Bellwire – Following The Plan

By Dan Thorn


 

bellwire record

                Allston by-way-of Dover, NH “tomboy rock” pioneers bellwire have never been ashamed to show off their skinned knees. While they’ve tightened up their sound considerably on their lean new 4-song EP “Following The Plan”, turning down the murky reverb that colored last year’s excellent “SummEP,” their power-pop tunes are just as rambunctious as ever. The title track, which finds lead singer Tyler Burdwood shrugging at all the times he’s strayed from the beaten path, barrels ahead with bright, AM-radio-ready guitars that ping-pong about like a full-court press in a game of Calvinball. It’s easily the catchiest song the band has recorded over a two-plus-year career filled with earworms, and the wider arrangement gives plenty of room for Burdwood’s acutely-observed lyrics. Throughout the record, Burdwood catalogues hard theater seats, “Jackass” style stunts, stolen kisses, blinking radio towers, and upwelling sewers, amused and gratified by the misadventures that led him to these details.

Musically, the record follows similar twists and turns, with few constants but frenetic energy (the EP’s four tracks clock in at just under ten minutes). Cuddling anthem “Overdo” begins as a shaggy, hormonal jam before settling itself around an unexpectedly sweet chorus; “Hoo-ooh” marries Burdwood’s stories of broken tailbones and missed musicals (“Who the hell can sit through ‘Bye Bye Birdie’?,” he asks; truer words were never sung) to a jumpy doo-wop-indie-pop backbeat that sounds like Unrest becoming Ben E. King’s backing band halfway through “Stand By Me.” “Hilton Park, 2 AM” brings things back around to nervy power-pop in a 100-second closing statement anchored by former drummer Chris Faulkner’s rapid-fire fills.
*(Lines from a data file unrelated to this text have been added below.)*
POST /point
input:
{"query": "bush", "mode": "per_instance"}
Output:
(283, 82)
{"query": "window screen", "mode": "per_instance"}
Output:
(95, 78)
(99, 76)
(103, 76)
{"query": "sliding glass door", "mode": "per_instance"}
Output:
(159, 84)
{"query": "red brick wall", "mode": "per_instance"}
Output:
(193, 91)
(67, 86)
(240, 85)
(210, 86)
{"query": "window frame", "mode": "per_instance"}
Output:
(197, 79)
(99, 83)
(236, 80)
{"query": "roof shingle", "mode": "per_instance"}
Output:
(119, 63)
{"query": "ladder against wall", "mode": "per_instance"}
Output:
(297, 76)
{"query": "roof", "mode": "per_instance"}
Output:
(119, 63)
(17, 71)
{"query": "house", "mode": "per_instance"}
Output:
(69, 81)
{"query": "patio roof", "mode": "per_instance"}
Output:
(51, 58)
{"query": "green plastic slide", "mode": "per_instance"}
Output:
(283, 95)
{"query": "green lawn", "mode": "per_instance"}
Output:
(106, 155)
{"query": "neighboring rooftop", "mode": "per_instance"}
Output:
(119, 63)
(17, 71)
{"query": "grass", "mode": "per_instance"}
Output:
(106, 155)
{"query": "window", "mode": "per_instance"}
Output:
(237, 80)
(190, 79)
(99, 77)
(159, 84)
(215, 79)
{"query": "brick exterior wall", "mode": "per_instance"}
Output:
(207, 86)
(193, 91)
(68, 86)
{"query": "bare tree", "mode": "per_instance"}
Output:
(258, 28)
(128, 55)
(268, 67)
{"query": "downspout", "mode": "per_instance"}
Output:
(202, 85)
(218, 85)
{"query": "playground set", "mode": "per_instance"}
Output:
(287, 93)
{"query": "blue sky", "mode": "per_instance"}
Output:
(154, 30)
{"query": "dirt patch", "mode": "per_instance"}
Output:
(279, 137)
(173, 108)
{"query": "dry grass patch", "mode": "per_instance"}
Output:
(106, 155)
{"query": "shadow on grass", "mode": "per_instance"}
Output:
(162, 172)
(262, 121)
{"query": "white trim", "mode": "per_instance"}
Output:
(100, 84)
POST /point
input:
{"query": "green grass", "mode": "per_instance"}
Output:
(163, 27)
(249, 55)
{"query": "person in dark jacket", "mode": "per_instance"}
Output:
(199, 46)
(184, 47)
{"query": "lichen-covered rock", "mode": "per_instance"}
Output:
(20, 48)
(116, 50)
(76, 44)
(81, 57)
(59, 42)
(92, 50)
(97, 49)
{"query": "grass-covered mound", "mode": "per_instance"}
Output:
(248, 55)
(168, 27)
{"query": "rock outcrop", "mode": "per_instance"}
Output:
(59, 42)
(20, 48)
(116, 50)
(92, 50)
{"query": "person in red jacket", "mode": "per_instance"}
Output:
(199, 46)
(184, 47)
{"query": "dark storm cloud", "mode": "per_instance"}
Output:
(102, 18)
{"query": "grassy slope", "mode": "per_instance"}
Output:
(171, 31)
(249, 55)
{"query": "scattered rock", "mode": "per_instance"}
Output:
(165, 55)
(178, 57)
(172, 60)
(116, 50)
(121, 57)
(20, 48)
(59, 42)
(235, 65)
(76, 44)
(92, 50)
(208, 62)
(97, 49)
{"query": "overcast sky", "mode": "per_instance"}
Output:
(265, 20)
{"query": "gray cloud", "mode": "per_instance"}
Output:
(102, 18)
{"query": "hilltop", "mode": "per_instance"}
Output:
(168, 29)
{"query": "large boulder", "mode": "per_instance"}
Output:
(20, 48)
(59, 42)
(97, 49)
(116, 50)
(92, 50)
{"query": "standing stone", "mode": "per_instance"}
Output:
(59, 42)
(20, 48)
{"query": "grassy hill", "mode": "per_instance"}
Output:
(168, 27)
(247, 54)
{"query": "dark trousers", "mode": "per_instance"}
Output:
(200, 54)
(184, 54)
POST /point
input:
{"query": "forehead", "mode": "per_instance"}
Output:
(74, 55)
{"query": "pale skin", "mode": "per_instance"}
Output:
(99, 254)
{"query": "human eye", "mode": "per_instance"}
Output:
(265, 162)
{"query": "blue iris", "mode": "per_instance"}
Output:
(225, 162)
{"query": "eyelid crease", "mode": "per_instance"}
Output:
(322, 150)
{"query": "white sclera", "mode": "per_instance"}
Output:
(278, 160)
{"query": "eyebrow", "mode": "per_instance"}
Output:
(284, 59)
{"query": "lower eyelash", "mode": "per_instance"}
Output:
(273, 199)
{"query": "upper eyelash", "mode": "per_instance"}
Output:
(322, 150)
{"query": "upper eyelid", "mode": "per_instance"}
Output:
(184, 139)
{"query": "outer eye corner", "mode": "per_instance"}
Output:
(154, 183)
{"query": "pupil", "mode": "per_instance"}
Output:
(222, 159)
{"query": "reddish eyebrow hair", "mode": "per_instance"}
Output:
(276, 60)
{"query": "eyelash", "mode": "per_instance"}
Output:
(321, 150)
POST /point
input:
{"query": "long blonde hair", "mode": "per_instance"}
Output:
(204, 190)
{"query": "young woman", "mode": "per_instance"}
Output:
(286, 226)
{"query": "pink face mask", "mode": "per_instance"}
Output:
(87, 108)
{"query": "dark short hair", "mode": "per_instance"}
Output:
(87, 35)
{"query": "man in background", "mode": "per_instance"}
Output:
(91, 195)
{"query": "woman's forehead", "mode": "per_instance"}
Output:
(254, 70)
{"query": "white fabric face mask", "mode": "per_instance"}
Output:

These musical detours only reinforce the EP’s classic pop mission statement, establishing bellwire as disciples of the great power-pop groups, but ones with a forward momentum that so many of their peers lack. Too many bands in this style aim for nostalgia and achieve only stagnation, decrying the blandness of modern music while they contentedly churn out identical, and identically unexciting, songs that can never compare to their cherished Big Star and Cheap Trick LPs. They spend all their time studying the classics, but “Following The Plan” proves that real inspiration is found when you put your homework off until the morning. Bellwire may be bad at following the plan, but being this bad has never sounded better.

“Following the Plan” was recorded, mixed, and produced by Elio DeLuca at The Soul Shop, assisted by Pete Schluter, and mastered by Jesse Brayman at Sound Mirror.